Mr. Noble said Treasury plans to let financial institutions develop "white lists" of customers for which they would not have to file the reports - for example, pharmacies that routinely deposit a lot of cash.

In addition, he said that a 20-member task force of government and industry officials would review money-laundering laws. The members will be named next month, he said.

Threshold Won't Change

Although some bankers have called for the $10,000 reporting threshold to be raised, Mr. Noble said that would not happen.

A senior Justice Department official explained that the administration will take a three-prolonged approach to fighting money laundering - an approach that will, among other things, establish "new forms of cooperation" between bankers and law enforcement officials.

Deputy Attorney General Philip Heymann, also speaking at the seminar, told the nearly 200 bankers and lawyers that the new "money laundering strategy will be interagency, international, and cooperative with the private sector." He and Mr. Noble both said the administration would take into account banks' compliance costs.

Criminals' Costs Rising

Bankers often complain that they file many currency transaction reports and report many suspicious transactions then the information goes unused. But Mr. Heymann told them their help has been "central" in changing the way criminals launder money.

As a result, it now costs criminals more to launder money. In the 1980s "the cost of money laundering was less than 1% of the amount laundered," Mr. Heymann said.
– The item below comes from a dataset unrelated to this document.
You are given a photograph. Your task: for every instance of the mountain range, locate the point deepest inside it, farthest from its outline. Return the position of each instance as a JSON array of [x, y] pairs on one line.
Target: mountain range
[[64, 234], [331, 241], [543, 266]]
Now, the Drug Enforcement Agency estimates that drug cartels spend "17% or more" of their proceeds to launder money, he said.

Robert W. Becker Jr., senior vice president of operations at $550 million-asset Jefferson Bank in Downingtown, Pa., attended the seminar and acknowledged that the government is hard-pressed to cut banks' compliance costs. "I don't know how they can," he said. "It is very important, I think, to monitor these types of transactions."

He said Jefferson Bank files about 50 reports on suspicious transactions annually, and files about 3,900 currency transaction reports each year.

To reduce costs, the government could increase the reporting threshold to $25,000 from $10,000 for cash transactions, but "then I don't know if we'd be really catching all of the criminals out there."